The importance of clear and aligned public communications was discussed and agreed. It was stressed that there needs to be clear messaging about what people are being asked to do when screening restarts, which does not conflict with any other messaging about accessing health services or the easing of lockdown. There was confirmation that public messaging is being developed in partnership with Public Health Scotland and NHS Boards, alongside work to address health inequalities.

It was noted and agreed that capacity to deliver all of the programmes will be affected by new ways of working and restrictions necessitated by COVID-19, including the need for enhanced infection control measures and PPE, even when NHS remobilisation is well underway. 
The importance of engaging with key partners and stakeholders was stressed, this is to ensure that all parts of the pathway were capable of dealing with the restart. There was assurance that engagement is ongoing with a variety of partners.

There was also consensus that there needed to be an element of flexibility when progressing through the phases of the restart. A range of factors including a possible second spike of COVID-19 infection may impact on the timing and capacity of NHS Boards and primary care services to extend screening to the wider population in phases 3 and 4.

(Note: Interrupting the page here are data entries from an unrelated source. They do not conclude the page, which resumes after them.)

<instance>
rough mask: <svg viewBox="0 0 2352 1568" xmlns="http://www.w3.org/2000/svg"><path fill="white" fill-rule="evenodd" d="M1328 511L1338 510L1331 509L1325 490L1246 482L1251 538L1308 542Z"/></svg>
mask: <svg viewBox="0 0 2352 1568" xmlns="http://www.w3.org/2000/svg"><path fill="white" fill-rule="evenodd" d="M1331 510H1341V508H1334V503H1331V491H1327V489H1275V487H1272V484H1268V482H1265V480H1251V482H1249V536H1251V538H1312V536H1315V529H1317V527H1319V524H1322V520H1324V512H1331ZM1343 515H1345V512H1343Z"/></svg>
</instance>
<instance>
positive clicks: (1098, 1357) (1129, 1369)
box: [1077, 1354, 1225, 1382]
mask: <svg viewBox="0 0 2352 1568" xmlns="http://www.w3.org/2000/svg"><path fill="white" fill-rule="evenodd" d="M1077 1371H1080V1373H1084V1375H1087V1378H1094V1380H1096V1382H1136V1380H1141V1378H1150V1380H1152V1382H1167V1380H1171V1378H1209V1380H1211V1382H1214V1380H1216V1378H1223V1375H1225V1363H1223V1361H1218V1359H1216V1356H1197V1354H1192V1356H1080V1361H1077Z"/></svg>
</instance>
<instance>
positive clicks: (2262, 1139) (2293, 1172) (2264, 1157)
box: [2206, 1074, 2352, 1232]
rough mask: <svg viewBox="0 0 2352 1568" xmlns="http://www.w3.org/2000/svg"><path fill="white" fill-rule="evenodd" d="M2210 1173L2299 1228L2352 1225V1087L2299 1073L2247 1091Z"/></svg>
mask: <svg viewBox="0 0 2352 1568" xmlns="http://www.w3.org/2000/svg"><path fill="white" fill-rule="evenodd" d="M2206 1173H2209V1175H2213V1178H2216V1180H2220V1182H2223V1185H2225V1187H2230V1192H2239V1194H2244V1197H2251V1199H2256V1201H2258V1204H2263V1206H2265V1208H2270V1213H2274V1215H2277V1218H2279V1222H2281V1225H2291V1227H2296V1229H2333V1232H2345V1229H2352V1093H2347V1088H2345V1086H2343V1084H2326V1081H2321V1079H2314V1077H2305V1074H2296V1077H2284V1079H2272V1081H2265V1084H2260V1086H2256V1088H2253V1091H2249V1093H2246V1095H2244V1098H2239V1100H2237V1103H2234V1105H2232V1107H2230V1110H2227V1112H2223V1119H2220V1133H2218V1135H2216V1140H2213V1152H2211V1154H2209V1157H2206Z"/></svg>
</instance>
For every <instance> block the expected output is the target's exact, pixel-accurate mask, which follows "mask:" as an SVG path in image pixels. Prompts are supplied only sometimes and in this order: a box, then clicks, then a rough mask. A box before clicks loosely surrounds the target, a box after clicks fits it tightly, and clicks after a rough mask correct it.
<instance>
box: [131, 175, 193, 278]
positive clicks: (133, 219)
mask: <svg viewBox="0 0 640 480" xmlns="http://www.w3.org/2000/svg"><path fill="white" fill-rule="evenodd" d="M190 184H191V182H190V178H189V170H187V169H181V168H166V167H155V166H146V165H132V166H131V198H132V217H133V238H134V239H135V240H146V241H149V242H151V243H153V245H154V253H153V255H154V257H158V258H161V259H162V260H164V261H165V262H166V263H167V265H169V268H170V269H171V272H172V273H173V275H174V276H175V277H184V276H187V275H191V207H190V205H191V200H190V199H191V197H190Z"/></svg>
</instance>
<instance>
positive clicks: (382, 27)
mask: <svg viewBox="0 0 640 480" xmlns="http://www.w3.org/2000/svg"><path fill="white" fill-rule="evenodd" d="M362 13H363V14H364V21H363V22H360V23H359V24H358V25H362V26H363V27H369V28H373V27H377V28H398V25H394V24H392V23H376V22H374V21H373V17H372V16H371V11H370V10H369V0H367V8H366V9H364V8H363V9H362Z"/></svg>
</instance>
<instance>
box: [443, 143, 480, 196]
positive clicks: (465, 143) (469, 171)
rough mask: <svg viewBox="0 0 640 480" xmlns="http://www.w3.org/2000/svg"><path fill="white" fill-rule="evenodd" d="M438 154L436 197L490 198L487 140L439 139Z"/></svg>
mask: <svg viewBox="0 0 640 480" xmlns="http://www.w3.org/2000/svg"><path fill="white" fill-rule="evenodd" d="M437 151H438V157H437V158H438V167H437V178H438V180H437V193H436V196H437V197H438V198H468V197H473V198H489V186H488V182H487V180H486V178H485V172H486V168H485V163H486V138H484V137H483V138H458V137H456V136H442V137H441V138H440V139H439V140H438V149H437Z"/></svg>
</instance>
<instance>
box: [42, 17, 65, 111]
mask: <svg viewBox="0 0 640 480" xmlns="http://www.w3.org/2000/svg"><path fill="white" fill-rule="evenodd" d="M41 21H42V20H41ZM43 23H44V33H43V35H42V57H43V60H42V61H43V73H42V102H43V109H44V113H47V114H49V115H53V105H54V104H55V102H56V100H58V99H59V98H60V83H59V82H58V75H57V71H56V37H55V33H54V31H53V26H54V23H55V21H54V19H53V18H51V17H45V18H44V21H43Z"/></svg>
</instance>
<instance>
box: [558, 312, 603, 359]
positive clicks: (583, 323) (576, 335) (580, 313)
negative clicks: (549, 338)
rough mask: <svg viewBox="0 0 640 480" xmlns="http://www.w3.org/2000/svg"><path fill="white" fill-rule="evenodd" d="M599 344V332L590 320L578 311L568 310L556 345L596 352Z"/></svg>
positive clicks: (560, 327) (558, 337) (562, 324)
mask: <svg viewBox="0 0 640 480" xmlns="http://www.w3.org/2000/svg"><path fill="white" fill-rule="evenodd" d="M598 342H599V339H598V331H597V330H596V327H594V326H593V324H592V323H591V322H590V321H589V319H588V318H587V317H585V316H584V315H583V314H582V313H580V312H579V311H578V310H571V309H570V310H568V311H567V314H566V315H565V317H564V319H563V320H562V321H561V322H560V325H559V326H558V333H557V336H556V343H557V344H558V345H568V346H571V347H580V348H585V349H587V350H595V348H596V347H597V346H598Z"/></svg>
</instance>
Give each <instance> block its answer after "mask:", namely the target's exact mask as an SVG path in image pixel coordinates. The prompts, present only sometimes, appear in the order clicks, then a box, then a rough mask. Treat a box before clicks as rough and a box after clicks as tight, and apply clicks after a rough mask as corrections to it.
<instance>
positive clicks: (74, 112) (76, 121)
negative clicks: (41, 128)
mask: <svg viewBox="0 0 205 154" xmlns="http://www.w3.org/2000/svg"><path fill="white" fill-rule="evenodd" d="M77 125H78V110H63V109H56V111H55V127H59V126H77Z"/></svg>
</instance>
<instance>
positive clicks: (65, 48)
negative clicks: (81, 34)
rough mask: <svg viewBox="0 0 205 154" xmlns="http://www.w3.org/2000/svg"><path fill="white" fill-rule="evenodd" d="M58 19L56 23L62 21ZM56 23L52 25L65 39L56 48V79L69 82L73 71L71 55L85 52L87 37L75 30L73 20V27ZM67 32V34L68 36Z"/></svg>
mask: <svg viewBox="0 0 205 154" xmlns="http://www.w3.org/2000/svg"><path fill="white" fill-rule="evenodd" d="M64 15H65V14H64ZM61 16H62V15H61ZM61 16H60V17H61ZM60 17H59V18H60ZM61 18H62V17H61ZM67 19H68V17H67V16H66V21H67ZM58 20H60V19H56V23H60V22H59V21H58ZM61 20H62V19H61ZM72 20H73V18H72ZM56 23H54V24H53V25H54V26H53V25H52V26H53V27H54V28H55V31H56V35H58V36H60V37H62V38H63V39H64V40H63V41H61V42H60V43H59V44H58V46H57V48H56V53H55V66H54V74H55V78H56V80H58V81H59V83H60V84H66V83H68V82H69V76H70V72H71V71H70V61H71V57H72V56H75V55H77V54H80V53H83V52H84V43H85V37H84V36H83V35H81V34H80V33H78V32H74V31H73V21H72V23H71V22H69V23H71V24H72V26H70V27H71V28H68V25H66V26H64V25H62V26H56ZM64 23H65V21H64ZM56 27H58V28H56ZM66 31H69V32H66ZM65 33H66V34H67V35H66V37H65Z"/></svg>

Overarching screening recovery route map

LR presented an overarching route map for all of the programmes and explained the risks and mitigation that were being considered and would be proactively managed throughout the recovery process. It was recognised that the phases of screening programme recovery may not correspond at each point with the phases outlined in the Scottish Government Route Map, and agreed that this should be made clear in the SSC’s  recommendations. This will be done by changing the terminology for the screening programme to stages instead of phases.

Next steps

Agreement was reached to discuss the recovery plans with NHS Chief Executives and with John Connaghan, NHS Scotland Chief Executive. 


Attendees offered their thanks to the programme boards, sub groups, NSS and everyone else involved in getting the work to this stage, recognising the difficult circumstances and time constraints they were working under.